Para o professor Anthony Pereira, diretor do Brazil Institute da Universidade King's College London, as propostas de Bolsonaro para a área de segurança pública não são avalizadas por nenhum acadêmico que estuda o tema.

"Pessoalmente, acho que as soluções dele não eficazes. Não acho esse tipo de libertação do poder letal dos policiais uma política pública efetiva", afirma o professor, ponderando que Bolsonaro se coloca como uma alternativa, ainda que radical, para o eleitorado que sofre com a deterioração da segurança pública.

Mas Graham Willis lembra que pesquisas mostram que, quando um líder tende a criticar o discurso do politicamente correto ou sugere uma ação mais repressiva contra o crime, há uma tendência das estatísticas de violência aumentarem. É o que aconteceu no Rio de Janeiro, onde número de tiroteios e de mortes aumentou após intervenção federal comandada por militares.

Willis afirma ainda que o protagonismo dos militares na área de segurança pública tende a continuar. Apesar de Bolsonaro ser um ex-capitão e contar com um general que acabou de aposentar a farda como vice, ele acredita que mesmo em uma possível gestão petista as Forças Armadas continuariam fortes.

"Os militares sempre foram muito poderosos mesmo logo depois da ditadura. Nos últimos anos eles estão falando mais abertamente, o que não acontecia", observa.

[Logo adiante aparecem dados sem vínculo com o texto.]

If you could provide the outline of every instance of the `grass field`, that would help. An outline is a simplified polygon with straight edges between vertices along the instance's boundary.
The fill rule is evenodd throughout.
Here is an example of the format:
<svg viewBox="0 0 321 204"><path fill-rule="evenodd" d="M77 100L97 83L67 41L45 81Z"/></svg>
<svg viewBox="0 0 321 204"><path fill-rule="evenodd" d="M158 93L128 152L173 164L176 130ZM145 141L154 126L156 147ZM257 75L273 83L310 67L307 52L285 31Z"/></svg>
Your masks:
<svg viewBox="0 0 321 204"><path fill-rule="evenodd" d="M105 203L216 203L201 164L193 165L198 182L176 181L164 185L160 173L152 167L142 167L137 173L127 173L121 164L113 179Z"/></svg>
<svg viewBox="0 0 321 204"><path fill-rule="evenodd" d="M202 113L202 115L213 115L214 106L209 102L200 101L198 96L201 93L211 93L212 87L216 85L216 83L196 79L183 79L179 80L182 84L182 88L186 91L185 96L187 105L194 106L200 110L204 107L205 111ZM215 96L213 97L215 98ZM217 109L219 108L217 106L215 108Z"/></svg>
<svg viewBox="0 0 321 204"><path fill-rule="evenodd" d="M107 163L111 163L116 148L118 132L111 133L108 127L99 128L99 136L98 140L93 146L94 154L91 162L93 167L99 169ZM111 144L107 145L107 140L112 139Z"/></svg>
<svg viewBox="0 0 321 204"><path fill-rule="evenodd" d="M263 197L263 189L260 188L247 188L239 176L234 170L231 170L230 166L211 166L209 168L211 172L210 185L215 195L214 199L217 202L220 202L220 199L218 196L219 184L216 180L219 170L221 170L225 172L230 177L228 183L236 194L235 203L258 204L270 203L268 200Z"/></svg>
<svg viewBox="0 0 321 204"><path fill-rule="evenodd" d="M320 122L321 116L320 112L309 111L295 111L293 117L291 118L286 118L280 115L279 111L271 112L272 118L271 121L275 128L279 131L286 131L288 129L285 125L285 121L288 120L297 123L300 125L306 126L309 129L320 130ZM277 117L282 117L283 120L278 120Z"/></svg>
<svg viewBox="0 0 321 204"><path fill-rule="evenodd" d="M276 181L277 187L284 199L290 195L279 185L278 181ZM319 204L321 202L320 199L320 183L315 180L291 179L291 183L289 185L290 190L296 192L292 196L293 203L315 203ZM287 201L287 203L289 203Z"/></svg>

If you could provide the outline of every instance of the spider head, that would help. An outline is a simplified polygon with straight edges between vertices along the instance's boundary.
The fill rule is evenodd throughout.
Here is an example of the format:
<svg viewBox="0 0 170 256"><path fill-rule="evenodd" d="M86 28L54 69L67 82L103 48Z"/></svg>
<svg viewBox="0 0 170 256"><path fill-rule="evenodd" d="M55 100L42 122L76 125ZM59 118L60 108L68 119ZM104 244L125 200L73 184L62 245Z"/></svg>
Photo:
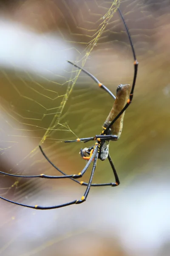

Além do debate sobre a eficácia do papel das Forças Armadas para conter violência urbana num longo prazo - criticada até mesmo pelo comandante do Exército, general Eduardo Villas Bôas -, Willis defende que se discuta o avanço do crime organizado e de organizações como o PCC.

Durante governo de Alckmin SP, queda de homicídios foi registrada; hipótese de PCC como responsável por redução, como defende o professor Graham Willis, classificada de 'ridícula' pelo governo paulista
Durante governo de Alckmin SP, queda de homicídios foi registrada; hipótese de PCC como responsável por redução, como defende o professor Graham Willis, classificada de 'ridícula' pelo governo paulista
Foto: EPA / BBC News Brasil

Ele acompanhou a rotina de investigadores de homicídios em São Paulo e argumenta no livro PCC - The Killing Consensus: Police, Organized Crime and the Regulation of Life and Death in Urban Brazil (O Consenso Assassino: Polícia, Crime Organizado e a Regulação da Vida e da Morte no Brasil Urbano, em tradução livre), em que descreve os resultados da investigação, que o responsável pela queda de homicídios no Estado é o próprio crime organizado, no caso o PCC.

O governo paulista classificou hipótese de ridícula.